JuliaMath / Hadamard.jl

Fast Walsh-Hadamard transforms for the Julia language
MIT License
38 stars 8 forks source link

use FFHT code #5

Open stevengj opened 6 years ago

stevengj commented 6 years ago

The https://github.com/FALCONN-LIB/FFHT repository implements a specialized SIMD FHT, which it says is faster than FFTW for this problem. (Totally possible, since 2×2×2×⋯ multidimensional transforms are not that optimized in FFTW — they are using size-2 DFT kernels, whereas to be fast they should really use larger multidimensional kernels.) Might be interesting to support using FFHT (which is MIT-licensed) in cases where it is applicable.

ghost commented 6 years ago

I'll compare that with my SSE2 SIMD code, thanks for the link.

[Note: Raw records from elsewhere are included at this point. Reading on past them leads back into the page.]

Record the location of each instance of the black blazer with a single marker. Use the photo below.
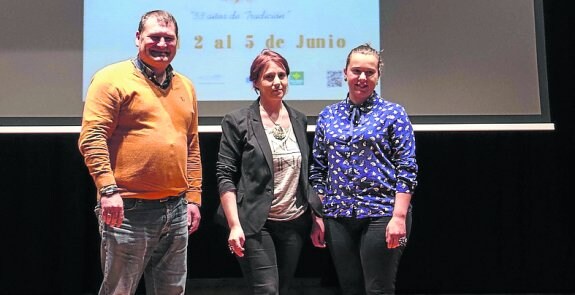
(245, 165)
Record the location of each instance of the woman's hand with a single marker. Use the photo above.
(395, 232)
(317, 231)
(236, 241)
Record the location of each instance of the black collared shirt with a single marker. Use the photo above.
(149, 73)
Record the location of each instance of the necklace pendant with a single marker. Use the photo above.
(278, 132)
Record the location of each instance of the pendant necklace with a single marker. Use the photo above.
(278, 132)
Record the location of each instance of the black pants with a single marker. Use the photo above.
(271, 256)
(363, 263)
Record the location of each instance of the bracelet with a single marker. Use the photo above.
(194, 203)
(109, 190)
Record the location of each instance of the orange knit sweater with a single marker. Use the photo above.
(140, 137)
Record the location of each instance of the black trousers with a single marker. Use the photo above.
(271, 256)
(363, 263)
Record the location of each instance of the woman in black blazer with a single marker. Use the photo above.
(262, 172)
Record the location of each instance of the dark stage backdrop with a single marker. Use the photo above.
(492, 214)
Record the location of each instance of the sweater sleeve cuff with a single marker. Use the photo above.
(194, 197)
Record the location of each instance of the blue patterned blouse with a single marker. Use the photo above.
(362, 156)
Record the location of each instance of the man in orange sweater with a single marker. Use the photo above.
(139, 139)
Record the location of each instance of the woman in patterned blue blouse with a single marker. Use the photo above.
(364, 171)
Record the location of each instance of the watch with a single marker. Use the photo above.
(109, 190)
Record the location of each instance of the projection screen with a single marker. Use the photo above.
(453, 64)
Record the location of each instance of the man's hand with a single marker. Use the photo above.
(194, 217)
(112, 210)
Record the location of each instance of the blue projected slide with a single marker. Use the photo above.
(220, 38)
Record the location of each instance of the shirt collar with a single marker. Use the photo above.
(366, 105)
(149, 73)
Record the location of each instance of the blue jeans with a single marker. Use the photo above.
(271, 256)
(152, 240)
(363, 263)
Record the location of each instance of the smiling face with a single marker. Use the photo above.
(157, 43)
(362, 76)
(272, 83)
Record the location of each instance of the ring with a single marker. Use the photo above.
(402, 241)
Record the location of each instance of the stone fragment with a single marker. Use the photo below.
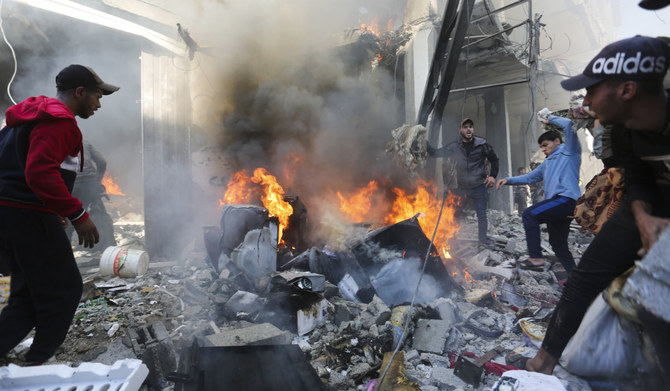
(431, 335)
(257, 334)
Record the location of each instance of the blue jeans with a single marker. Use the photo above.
(554, 212)
(479, 195)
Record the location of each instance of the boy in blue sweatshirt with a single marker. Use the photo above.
(560, 173)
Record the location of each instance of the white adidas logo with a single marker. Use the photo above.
(620, 64)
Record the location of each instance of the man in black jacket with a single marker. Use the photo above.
(470, 154)
(624, 87)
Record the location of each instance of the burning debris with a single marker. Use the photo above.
(345, 310)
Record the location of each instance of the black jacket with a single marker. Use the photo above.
(470, 165)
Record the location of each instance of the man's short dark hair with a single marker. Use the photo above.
(550, 135)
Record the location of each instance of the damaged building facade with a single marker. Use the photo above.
(282, 236)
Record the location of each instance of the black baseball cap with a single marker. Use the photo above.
(653, 4)
(75, 75)
(636, 58)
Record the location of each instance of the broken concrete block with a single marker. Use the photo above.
(412, 356)
(257, 334)
(342, 313)
(152, 344)
(431, 335)
(447, 310)
(510, 247)
(243, 301)
(304, 281)
(314, 316)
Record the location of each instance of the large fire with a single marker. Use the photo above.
(111, 187)
(357, 208)
(243, 189)
(422, 201)
(368, 204)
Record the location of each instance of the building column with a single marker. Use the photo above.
(497, 134)
(166, 156)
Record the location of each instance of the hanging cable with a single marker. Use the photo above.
(418, 284)
(11, 80)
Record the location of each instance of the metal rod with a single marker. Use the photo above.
(498, 33)
(483, 86)
(495, 11)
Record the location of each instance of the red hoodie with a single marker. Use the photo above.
(55, 143)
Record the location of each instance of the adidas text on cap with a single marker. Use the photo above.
(637, 58)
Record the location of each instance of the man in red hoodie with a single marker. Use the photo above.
(40, 151)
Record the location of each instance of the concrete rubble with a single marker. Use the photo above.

There are a bunch of things you can do with the WHT that are not well known. Mainly stemming from fast random projection algorithms based on the WHT: https://github.com/S6Regen?tab=repositories It also seems the very simple out of place WHT is hardly known, where you go through the input vector pair-wise sequentially and put the sum of each pair sequentially in the lower half of a new array, and the difference sequentially in the upper half of the new array. Repeat for a total log base 2 n times. That is the simplest algorithm in computer science least known. http://randomprojectionai.blogspot.com/

ghost commented 6 years ago

When I ran the the FFHT bench-marking code on my cheap laptop I got 5200 65536-point WHT's per second per core. In my code I get 5000 per core.

My legacy SSE code: https://drive.google.com/open?id=1bhQi4BybXPkvCENIYQcdw9PHAwS9Ocam

I see all the links I have given are broken if you just click on them. It seems you have to copy and paste them to the browser address line for them to work!

Anyway to get GPU comparable results you would definitely need say one of the new AMD 32 core CPUs. From the FFHT result tables that would get you to around 1,000,000 65536-point WHT's per second. A big advantage of CPUs is they are so much easier to program than GPUs. I don't know what the situation is with the new GPU tensor cores. If you could use them for the WHT you might reach 10 million+ 65536-point WHTs per second presuming the memory bandwidth could handle that. That would be 1000 times better than I can do on my 2 core laptop (no harddrive, broken keyboard, CPU heatsink problems, runs off cheap usb stick etc.) I could evolve a neural network in 86.4 seconds that takes me a day at present.

Djoop commented 5 years ago

I did a quick benchmark for the 1D case, it's probably not perfect but suggests that FFHT is one order of magnitude faster, even a bit more in low dimension. Here are the results (Intel(R) Core(TM) i7-7600U CPU @ 2.80GHz).

results

I create each time a matrix A=randn(d,1000), and compare @belapsed fwht_natural!($(A),dims=1) and running fht_double on each column of A (with a simple loop, one can probably parallelize it.). They also provide an out-of-place version, which I guess is better than first copying. For reference, there is also the Spiral version (http://www.spiral.net/software/wht.html), and this other SIMD C++ implementation : https://github.com/curto2/mckernel/ , but I didn't have time to compare. So I don't know what is the best option : using FFHT only, using FFHT+FFTW for unsuported cases (maybe multidimensional cases?), or even creating a different package for FFHT?

stevengj commented 5 years ago

I would continue to use FFTW (because it probably handles more cases), and add FFHT to use it for the cases it supports. Would need to first make a BinaryBuilder package of FFHT.